A sustainable city secures the opportunities for a good life for present and future generations on an equal footing, while taking into account the limited natural resources and carrying capacity of our entire planet. Economic activity should be limited so that biodiversity does not suffer while at the same time supporting the empowerment and social justice of inhabitants.
At the heart of social sustainability is social justice and inclusion, which cities implement through their own actions. In a socially sustainable city, the transmission of disadvantage from one generation to the next is prevented, and inequality is reduced, for example through a wide range of services.
The challenge is to combine high wellfare with environmental sustainability
Important themes for sustainable development in Helsinki include low carbon, a smart city, health and social sustainability.
The challenge of sustainable development is that it has not been possible to achieve high levels of well-being in an environmentally sustainable way.
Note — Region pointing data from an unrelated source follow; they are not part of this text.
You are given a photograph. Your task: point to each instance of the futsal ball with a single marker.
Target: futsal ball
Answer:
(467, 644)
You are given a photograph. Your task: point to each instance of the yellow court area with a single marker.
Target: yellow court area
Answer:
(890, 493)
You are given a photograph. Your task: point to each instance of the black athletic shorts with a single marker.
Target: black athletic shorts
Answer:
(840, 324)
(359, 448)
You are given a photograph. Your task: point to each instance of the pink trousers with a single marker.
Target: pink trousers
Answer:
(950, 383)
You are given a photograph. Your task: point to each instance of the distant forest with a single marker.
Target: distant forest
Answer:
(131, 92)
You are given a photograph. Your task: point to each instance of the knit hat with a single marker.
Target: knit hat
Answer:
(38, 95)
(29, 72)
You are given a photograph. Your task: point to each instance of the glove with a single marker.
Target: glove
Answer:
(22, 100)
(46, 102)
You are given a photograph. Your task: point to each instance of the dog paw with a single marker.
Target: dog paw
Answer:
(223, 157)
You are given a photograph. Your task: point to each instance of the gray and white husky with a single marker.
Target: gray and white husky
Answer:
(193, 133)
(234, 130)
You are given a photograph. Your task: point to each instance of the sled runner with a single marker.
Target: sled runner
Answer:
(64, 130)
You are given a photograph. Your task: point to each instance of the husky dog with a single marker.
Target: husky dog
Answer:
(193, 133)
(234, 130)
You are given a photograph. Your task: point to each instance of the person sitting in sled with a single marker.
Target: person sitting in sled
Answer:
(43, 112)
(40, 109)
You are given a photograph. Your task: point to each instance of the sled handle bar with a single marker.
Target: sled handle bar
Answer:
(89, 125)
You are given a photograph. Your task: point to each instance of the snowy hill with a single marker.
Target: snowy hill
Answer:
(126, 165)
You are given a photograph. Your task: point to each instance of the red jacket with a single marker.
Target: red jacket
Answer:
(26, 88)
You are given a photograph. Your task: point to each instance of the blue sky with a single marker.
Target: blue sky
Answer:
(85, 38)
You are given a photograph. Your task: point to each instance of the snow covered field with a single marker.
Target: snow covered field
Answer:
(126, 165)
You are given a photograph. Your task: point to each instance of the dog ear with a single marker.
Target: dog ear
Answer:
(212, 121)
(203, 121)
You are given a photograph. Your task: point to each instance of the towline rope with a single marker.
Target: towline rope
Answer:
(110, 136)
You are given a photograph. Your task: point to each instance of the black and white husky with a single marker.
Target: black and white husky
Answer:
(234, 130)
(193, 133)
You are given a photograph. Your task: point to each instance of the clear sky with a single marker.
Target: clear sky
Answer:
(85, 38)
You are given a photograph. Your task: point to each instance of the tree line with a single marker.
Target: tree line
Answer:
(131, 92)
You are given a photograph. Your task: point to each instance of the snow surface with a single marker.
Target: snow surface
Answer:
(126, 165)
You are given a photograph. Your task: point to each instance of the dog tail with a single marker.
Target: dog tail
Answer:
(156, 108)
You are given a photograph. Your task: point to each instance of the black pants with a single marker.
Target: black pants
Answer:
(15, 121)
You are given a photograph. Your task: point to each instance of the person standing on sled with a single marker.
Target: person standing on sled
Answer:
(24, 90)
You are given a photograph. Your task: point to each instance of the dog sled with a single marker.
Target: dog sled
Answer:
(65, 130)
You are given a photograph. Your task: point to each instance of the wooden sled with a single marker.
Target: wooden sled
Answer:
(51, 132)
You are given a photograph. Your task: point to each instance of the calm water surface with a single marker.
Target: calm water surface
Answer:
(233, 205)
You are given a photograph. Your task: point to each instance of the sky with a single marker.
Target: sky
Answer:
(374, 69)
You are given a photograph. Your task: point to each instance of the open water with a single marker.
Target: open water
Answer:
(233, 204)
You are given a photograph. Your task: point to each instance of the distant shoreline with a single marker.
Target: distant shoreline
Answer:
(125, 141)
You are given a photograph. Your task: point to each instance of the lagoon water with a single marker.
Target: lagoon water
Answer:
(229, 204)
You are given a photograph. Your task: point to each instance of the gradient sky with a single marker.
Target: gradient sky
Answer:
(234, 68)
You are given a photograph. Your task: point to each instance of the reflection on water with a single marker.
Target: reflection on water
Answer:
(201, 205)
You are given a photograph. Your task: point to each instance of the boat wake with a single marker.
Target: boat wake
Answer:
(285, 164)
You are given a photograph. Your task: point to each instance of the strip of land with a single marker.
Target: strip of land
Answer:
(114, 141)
Efforts are being made to improve the sustainability of cities by developing new solutions, making old practices more sustainable, multiplying good practices and strengthening international cooperation.
The challenges of sustainability in the environment are urgent, as climate change is a huge crisis that already requires fast action. However, the prevailing COVID-19 pandemic shows that social sustainability can also be fragile as the normal daily lives of many people are upset as a result of the global health crisis.
The UN’s sustainable development plan, Agenda 2030, serves as a guiding framework for sustainable development. In 2015, the UN member states agreed at a summit in New York on sustainable development goals and an action plan, the purpose of which is to guide global development efforts until 2030. The agreement contains 17 different goals focusing on sustainable development. The shared action plan sets shared goals for all countries for the next 15 years. Finland is strongly committed to the Agenda goals and has already published two Voluntary Local Reviews.
Sustainable development is part of the City of Helsinki’s core operations
As regards the actual implementation of the UN’s Sustainable Development Goals, a significant share is conducted at the local level. As such, cities play an important role in ensuring the successful achievement of the goals. Municipalities play a major role, especially in Finland: they are responsible for many functions and services related to social, ecological and financial sustainability.
Helsinki is committed to the Sustainable Development Goals (SDG) of the Agenda 2030 plan, wants to promote the achievement of these goals and highlights the role of cities in the achievement of the SDGs. Helsinki was the second city in the world to publish its first Voluntary Local Review back in 2019.
Helsinki is doing well in comparisons
By many international indicators, Helsinki is doing well in the field of sustainable development. One of Helsinki’s strengths is that the spirit of the SDGs in terms of respecting the environment, wellbeing, equality and cooperation can already be seen relatively well in the City’s values and operations. For example, the starting point in arranging basic services is that the services must be open and available to all.
Accordingly, sustainable development is in many ways part of the City’s core operations, and its connection with the UN’s Sustainable Development Goals is not always something that people even think about. Helsinki has an enormous amount of know-how, inspiration and ability to implement the SDGs, which is what many of the stories of the City’s different operations focus on.
From the perspective of sustainable development, examples of Helsinki’s strengths include high-quality and equal educational, cultural and leisure-time services, good health care, functional infrastructure and clean nature, as well as the development of a functional and smart city.
Climate change and increasing inequality as challenges
Despite its good starting position, Helsinki has a lot left to do to achieve the SDGs. The City’s challenges have particularly to do with preventing climate change, consumption and securing biodiversity.
In terms of social sustainability, the challenges are related to increasing inequality, health differences between income classes and residential areas, and mental wellbeing. Challenges with financial sustainability have to do with increasing perceived income differences and housing costs, a declining employment situation and transitioning from linear economy to circular economy.
In general, challenges are posed to the promotion of sustainability by the fragmentation of measures through operational and financial planning into several separate programmes and measures carried out by the City’s different organisations. The SDG framework of Agenda 2030 challenges the City to engage in broader examinations of sustainability across council terms and perceive larger wholes and their connections. However, during the current council term, the City has developed better coordination of strategic wholes, e.g. through broad and cross-cutting wellbeing and health plans and the Carbon-neutral Helsinki programme, and by giving thought to how the City’s occasionally conflicting objectives could be coordinated sustainably.
How do the people of Helsinki see a sustainable city?
Helsinki the second city in the world to report to the UN
Helsinki was the second city in the world to commit to the local sustainable development reporting model created by the City of New York. Alongside New York and a host of other partners, we have worked since 2018 to promote the extensive global adoption of the reporting scheme.